Andere Töne sind aus Wesseling zu hören: „Mit den Ergebnissen der Krankenhausplanung sind wir zufrieden“, teilt Daniela Landsch, Kommissarische Kaufmännische Direktorin des Dreifaltigkeits-Krankenhauses, mit. Der Feststellungsbescheid folge in fast allen Punkten dem Antrag des Krankenhauses. Er „bestätigt uns darin, den im stationären Sektor wesentlichen Bereich der Chirurgie durch die Bildung Medizinischer Zentren zu differenzieren und damit zu spezialisieren“.

Das Ministerium hat dem Haus umfangreiche Leistungen zugeteilt. Dazu zählen Allgemeine Innere Medizin, Komplexe Gastroenterologie, Allgemeine Chirurgie, Plastische und Rekonstruktive Chirurgie,   Eingriffe im Bereich der Darm- und Bauchspeicheldrüsenerkrankungen sowie ein deutlich erhöhter Umfang an Operationen im Bereich der Adipositaschirurgie (Bariatrische Operationen) sowie Intensivmedizin. Darüber hinaus verfügt das Haus über eine Palliativeinheit mit fünf Betten.

Aufgrund dieser etablierten Station erfolgte auch in diesem Bereich eine Zuteilung medizinischer Leistungen. „Konkret ergeben sich durch den Bescheid sowohl was die Zahl als auch was Art und Umfang der Eingriffe betrifft weitere Entwicklungs- und Wachstumschancen für unser Haus für eine Versorgung unserer Patientinnen und Patienten auf höchstem medizinischen Niveau. Dank dieser Optionen wird der ab 2026 stattfindende Einschnitt im Bereich der Endoprothetik und Wirbelsäulenchirurgie deutlich kompensiert“, wird Daniela Landsch in der Mitteilung zitiert.

Mit Unverständnis reagiert dagegen Jakob-Josef Schall, Geschäftsführer des St.

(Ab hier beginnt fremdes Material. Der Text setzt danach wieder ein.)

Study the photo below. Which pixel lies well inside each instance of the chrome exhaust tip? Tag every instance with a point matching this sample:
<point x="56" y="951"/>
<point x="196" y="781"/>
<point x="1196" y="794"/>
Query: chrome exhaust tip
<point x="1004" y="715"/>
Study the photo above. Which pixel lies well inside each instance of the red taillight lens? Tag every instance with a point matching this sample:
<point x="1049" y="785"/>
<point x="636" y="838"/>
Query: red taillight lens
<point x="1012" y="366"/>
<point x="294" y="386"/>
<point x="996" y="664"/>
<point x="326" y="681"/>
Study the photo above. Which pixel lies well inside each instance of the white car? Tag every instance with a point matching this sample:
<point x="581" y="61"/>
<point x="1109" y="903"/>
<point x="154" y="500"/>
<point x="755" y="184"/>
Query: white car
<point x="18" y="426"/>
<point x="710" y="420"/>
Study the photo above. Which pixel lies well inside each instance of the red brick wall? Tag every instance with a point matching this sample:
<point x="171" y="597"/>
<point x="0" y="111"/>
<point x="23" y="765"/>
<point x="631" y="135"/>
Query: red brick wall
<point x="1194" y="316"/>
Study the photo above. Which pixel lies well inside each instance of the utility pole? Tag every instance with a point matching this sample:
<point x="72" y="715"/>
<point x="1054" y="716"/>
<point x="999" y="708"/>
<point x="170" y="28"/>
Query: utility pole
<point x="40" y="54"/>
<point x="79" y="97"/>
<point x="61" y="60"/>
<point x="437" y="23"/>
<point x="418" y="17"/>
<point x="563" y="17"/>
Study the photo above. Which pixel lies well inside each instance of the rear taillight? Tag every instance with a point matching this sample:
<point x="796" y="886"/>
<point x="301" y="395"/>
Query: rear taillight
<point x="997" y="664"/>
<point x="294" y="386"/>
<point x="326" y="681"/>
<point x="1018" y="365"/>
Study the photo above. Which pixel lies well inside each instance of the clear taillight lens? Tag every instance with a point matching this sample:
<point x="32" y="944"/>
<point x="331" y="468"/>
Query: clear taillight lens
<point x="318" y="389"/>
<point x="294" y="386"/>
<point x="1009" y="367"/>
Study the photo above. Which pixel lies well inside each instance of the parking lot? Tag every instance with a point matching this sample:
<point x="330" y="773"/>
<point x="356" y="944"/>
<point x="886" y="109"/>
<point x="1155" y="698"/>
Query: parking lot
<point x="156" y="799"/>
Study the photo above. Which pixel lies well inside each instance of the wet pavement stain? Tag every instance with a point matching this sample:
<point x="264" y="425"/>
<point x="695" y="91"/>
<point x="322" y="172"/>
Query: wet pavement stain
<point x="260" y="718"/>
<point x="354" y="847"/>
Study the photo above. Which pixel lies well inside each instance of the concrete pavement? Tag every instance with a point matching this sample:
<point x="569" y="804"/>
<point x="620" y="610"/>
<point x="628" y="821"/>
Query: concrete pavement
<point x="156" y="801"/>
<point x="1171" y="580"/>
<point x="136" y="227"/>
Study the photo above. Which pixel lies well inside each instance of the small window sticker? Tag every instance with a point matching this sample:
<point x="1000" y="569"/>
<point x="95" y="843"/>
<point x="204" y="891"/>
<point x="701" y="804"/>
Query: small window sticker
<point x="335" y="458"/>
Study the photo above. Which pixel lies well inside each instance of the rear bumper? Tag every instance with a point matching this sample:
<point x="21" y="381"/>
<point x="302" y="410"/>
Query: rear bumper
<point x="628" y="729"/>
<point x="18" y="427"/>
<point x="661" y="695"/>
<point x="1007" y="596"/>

Katharinen-Hospitals in Frechen, auf die Beschlüsse: „Es ist vieles unlogisch, die Überkapazitäten in Köln werden festgezogen, aber was ist mit den rund 500.000 Patienten im Rhein-Erft-Kreis?“. Grundsätzlich würden die Krankenhäuser im Kreis nun schlechter gestellt als vor der Krankenhaus-Reform.

Für sein Haus käme zunächst nichts dazu, in den bestehenden Abteilungen sollten keine Leistungen gekürzt werden. Aber drei Spezialbereiche, die im St. Katharinen-Hospital bislang zur Zufriedenheit erfüllt worden wären, gingen zugunsten von Köln verloren. Diese sind: Die Revisionen (Nach-OPs) von Knien und Hüften, einfache Wirbelsäulen-Eingriffe und Karotiden-OPs (Halsschlagader). Schalls Fazit: „Wir müssen dagegen klagen, die Klage ist eingereicht.“ Es sei unverständlich, warum in Frechen beispielsweise weiterhin „schwere“, aber keine „einfachen“ Wirbelsäulen-OPs mehr durchgeführt werden sollten.